St. Louis area’s legacy of uranium production increases risk of Radon exposure
Jefferson City, Mo. – Missouri State Senator Maria Chappelle-Nadal has filed legislation to establish the Missouri Radon Awareness Act. For several decades beginning in the 1940s, tens of thousands of tons of enriched uranium was processed and covertly dumped in the St. Louis region. Radon gas occurs from the natural breakdown of uranium in soil and rocks. Because of the increased presence of uranium in St. Louis area soils, there is now an increased risk of Radon exposure. Radon gas is the second leading cause of lung cancer in the United States.
“Radon is a silent killer, an odorless gas that seeps into homes’ foundations causing lung cancer and other illnesses. This risk is especially great in the St. Louis area where uranium waste left behind nearly 75 years ago continues to cause issues for communities and families,” said. Sen. Chappelle-Nadal. “I will continue to fight for these communities and families by raising awareness around this issue, and protecting consumers as they purchase a new home. I look forward to working with my colleagues in the General Assembly to pass this common sense legislation.”

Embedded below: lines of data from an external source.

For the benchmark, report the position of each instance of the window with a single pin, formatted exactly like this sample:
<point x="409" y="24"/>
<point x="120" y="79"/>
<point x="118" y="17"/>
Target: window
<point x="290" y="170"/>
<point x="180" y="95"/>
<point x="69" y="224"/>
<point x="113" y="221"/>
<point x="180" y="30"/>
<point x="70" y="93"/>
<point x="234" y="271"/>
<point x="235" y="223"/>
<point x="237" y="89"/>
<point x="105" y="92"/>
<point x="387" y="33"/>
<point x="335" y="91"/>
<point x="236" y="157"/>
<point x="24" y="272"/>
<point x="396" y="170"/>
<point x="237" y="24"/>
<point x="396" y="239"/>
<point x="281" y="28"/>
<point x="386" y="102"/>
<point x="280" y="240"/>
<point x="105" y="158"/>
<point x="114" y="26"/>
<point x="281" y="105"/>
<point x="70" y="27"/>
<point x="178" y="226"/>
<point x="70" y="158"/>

Senate Bill 417 would require people selling homes to provide a pamphlet, supplied by the Missouri Department of Health and Senior Services, on Radon information that homebuyers and sellers should know. The seller would also be required to provide a disclosure to the buyer with information on radon test results of the property being sold. Currently, the Missouri Department of Health and Senior Services provides free Radon testing kits to Missouri residents.
According to the Missouri Department of Health and Senior Services, Radon is a gaseous radioactive element that occurs from the natural breakdown of uranium in the soil and rocks. It is colorless, odorless, and tasteless. Radon becomes a risk indoors because as it continues to break down, it emits atomic particles that upon entering the lungs can alter the DNA and increase lung cancer risk. Radon is classified as a ‘Class A’ carcinogen according to EPA.